Kosher salt and freshly ground pepper
1 large pork tenderloin (about 1 1/2 pounds), trimmed
1 8-ounce tube refrigerated crescent dough
2 ounces Gruyere cheese, thinly sliced
1/2 small shallot, finely chopped
1 tablespoon white wine vinegar
1 5-ounce package mixed baby greens (about 8 cups)
3/4 cup seedless grapes, halved
1/4 cup extra-virgin olive oil
1 1/2 tablespoons whole-grain mustard
2 teaspoons chopped mixed fresh herbs (such as thyme, parsley and/or tarragon)
Preheat the oven to 375 degrees F. Combine 1 tablespoon each olive oil and mustard, 1 teaspoon herbs, 1/2 teaspoon salt and a few grinds of pepper in a small bowl; rub all over the pork.
Line a baking sheet with parchment paper. Unroll the crescent dough onto a work surface (do not separate along the perforations).

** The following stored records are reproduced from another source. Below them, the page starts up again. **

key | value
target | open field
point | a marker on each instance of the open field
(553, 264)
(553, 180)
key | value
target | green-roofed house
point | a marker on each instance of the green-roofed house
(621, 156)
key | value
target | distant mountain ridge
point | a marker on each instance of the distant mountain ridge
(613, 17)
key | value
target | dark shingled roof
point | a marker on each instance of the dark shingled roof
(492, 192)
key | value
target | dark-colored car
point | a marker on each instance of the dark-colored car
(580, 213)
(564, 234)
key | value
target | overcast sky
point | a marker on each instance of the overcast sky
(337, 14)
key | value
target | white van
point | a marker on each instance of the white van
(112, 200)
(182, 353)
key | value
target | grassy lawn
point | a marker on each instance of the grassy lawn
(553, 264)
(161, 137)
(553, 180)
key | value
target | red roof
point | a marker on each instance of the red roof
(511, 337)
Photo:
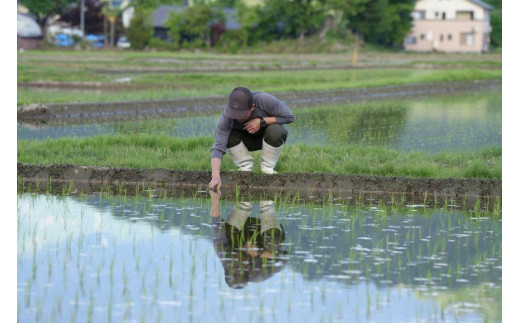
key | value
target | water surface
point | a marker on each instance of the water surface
(140, 259)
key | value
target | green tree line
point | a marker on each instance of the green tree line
(378, 22)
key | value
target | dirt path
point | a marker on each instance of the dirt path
(313, 185)
(131, 110)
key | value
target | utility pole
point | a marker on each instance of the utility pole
(82, 18)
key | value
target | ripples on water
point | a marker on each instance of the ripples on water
(116, 258)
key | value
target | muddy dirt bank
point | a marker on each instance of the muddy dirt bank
(131, 110)
(306, 184)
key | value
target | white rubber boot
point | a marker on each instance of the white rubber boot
(238, 216)
(241, 157)
(269, 156)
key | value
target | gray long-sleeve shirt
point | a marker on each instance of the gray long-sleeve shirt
(266, 106)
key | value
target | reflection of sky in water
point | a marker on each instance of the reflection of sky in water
(138, 259)
(461, 123)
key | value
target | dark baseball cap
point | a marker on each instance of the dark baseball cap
(240, 101)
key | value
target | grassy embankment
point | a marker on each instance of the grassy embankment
(206, 84)
(102, 67)
(160, 151)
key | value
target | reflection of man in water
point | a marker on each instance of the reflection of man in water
(248, 247)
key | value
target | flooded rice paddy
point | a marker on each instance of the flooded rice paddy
(463, 122)
(114, 258)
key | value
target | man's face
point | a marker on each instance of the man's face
(248, 115)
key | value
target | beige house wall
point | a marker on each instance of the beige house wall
(440, 30)
(435, 36)
(450, 7)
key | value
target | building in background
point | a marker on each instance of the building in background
(28, 31)
(450, 26)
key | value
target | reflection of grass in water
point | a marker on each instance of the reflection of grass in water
(488, 301)
(360, 219)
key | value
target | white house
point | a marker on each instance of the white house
(450, 26)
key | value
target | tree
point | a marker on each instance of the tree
(290, 19)
(45, 9)
(140, 30)
(111, 13)
(383, 22)
(194, 24)
(496, 22)
(247, 17)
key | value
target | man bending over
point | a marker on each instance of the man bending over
(251, 121)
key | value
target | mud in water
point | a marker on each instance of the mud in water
(424, 190)
(132, 110)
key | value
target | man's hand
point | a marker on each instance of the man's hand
(215, 184)
(253, 125)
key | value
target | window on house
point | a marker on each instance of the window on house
(411, 40)
(419, 15)
(467, 39)
(464, 15)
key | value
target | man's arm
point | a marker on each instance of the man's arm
(224, 126)
(215, 173)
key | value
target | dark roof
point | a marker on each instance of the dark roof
(161, 13)
(231, 22)
(27, 27)
(482, 4)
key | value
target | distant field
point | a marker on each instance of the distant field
(120, 76)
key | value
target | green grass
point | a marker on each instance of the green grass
(206, 84)
(159, 151)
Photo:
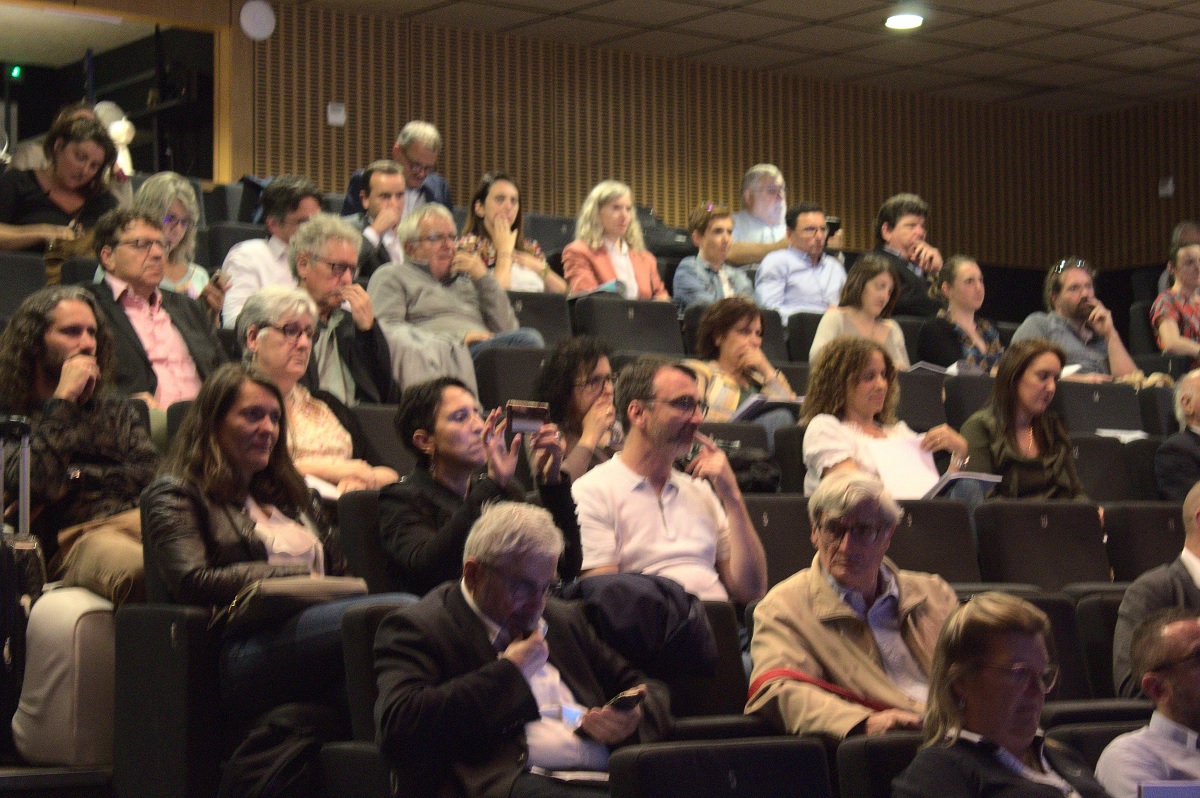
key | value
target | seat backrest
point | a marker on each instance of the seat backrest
(358, 521)
(547, 313)
(1143, 535)
(867, 765)
(1049, 544)
(635, 325)
(935, 537)
(766, 767)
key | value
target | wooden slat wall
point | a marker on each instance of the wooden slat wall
(1008, 185)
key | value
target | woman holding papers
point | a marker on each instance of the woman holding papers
(850, 412)
(732, 367)
(1017, 437)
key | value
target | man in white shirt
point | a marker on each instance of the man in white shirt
(639, 514)
(759, 227)
(288, 202)
(801, 277)
(1165, 653)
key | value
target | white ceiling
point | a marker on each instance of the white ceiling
(1053, 54)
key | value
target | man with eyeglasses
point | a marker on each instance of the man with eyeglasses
(640, 514)
(845, 647)
(1165, 653)
(163, 341)
(417, 150)
(351, 358)
(1173, 586)
(491, 687)
(801, 277)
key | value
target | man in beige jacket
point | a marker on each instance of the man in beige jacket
(845, 647)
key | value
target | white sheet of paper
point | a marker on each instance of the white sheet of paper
(905, 468)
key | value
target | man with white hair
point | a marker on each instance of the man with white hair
(845, 647)
(491, 687)
(759, 228)
(1177, 460)
(417, 150)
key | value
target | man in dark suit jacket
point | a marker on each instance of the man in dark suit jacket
(1177, 460)
(417, 149)
(349, 354)
(1164, 587)
(486, 678)
(179, 348)
(900, 237)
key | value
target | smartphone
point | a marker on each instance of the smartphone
(526, 417)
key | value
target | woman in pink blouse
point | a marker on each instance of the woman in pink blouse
(276, 325)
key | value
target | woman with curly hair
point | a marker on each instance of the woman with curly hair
(851, 403)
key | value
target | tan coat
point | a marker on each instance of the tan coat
(804, 625)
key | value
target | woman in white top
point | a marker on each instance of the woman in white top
(865, 307)
(851, 401)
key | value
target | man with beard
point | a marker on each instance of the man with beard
(489, 687)
(90, 453)
(845, 647)
(639, 514)
(1079, 323)
(349, 353)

Arrange half of the Gruyere lengthwise down the center; lay the pork on top and wrap to enclose, pressing to seal. Transfer to the prepared baking sheet, seam-side down. Bake until golden and a thermometer inserted into the center reaches 145 degrees F, about 25 minutes. Let rest 5 minutes.
Meanwhile, combine the shallot, vinegar and the remaining 1/2 tablespoon mustard and 1 teaspoon herbs in a large bowl. Slowly whisk in the remaining 3 tablespoons olive oil until emulsified; season with salt and pepper. Add the greens, grapes and the remaining Gruyere; toss. Slice the pork and serve with the salad.